5) while it may cost a % it might be wise to get someone in with Estate Sale background that can appraise what is in the house and get it ready for an Estate Sale that will draw more people. There are people that follow Estate Sale companies so look for one that has a good reputation and is known in your community. (and the % it will cost still puts more money in your mom's account than paying for a storage unit or giving things away. Although you should take a few pieces that mean something to you..if you want them)
Not having the same level of cooperation I am suggesting that you take the things you want (to keep or sell). Then sell what you want and get your mother any of those things she may require that are not covered by the dollars paid to the facility she is living in. Be that clothing, creams, hair care, fingernail care, and the list goes on. You could also spend some on special treats (flowers or something special to her) Also you may be able to take a few pieces for her to have with here in her new home.
That way you will feel you are helping her and the costs are covered with money from her belongings. It can be a win/win for you and your mother.
Good luck, remember, be kind to yourself first, so you have the heart, strength, and health to give your mothers extra love and special attention.
Putting things in storage, I agree does not make sense, at all.
Twisted2, mom's POA and executor, decided that mom's business assets would be put in storage, that happened four years ago now. TS2 tried to sell some, but had more an emotional attachment to the items. Just yesterday, the things were moved out of storage to my unfinished basement. Over the course of that four years storage cost in excess of $25,000.00. That is finally done. To spend that kind of money on something TS2 considered only worthy of donation was causing issues with closure of mom's estate.
So, Stone, the more you do not agree, the more it will cost mom funds that are needed for her care. Accept 1/2 of the things to keep or donate or give to others. Go with the flow to get done with it.

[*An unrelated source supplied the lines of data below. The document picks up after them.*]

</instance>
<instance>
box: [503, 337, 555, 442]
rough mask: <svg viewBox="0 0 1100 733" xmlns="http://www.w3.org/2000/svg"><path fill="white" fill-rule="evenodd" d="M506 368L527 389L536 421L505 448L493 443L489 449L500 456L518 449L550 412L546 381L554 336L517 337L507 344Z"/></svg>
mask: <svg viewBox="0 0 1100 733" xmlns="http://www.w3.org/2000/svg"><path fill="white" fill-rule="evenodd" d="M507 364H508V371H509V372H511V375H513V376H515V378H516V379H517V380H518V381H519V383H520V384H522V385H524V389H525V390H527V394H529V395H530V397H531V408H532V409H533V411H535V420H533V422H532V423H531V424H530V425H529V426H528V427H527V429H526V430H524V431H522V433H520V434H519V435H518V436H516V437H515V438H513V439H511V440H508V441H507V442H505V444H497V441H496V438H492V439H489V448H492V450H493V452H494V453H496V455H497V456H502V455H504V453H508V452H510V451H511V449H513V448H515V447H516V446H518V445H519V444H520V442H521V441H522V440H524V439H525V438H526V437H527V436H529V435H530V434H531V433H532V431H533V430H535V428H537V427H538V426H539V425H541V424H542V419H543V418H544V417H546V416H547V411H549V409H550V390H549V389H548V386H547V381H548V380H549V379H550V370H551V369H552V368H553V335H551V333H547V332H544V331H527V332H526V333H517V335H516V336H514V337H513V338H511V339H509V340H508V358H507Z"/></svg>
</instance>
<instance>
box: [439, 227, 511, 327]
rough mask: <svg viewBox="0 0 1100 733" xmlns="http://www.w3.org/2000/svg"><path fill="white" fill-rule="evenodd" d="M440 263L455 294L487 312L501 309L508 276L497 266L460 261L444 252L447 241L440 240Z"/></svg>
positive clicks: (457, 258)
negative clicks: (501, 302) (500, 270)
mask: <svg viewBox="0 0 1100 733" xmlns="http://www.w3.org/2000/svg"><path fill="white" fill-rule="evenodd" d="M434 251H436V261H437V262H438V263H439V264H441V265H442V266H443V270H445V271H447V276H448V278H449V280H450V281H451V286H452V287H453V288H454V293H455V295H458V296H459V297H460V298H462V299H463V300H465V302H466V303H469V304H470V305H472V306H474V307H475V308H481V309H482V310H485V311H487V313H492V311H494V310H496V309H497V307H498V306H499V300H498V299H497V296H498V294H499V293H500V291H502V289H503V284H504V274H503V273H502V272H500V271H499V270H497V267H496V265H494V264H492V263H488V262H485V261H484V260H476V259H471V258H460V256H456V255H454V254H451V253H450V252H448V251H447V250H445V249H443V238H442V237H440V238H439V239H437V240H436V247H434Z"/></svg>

Estate sale would raise funds for items at a rate of pennies on the dollar. It is tough, I know. I actually was the one that asked for a court appointed guardian, the situation was out of hand. There was nothing I could have done that would have convinced my twisteds of anything. Work with the guardian to show that you can and will cooperate for your mom's best interest.
When she passes and anything that goes into probate, Medicaid can acquire under the Estate Recovery Law.
Guardianship gives her Court Rights and unless you go Broke with a good Lawyer, It could be Lengthy and hellish, Don't waste your Time. Let her Go.
Take what is Given and be glad she didn't Leave you and the Sibling Out.
When we sisters went through dad and mom's items when we moved him to IL, we used stickers. There were 4 of us. If two or more of us put a sticker on the same item we drew a number from a bowl. The person with the higher number won the choice. You can also use a deck of cards. We accepted the decision and moved on.
Then we had an estate sale and donated what was left behind. You need to come up with an agreed upon method to dispose of these items and not store them.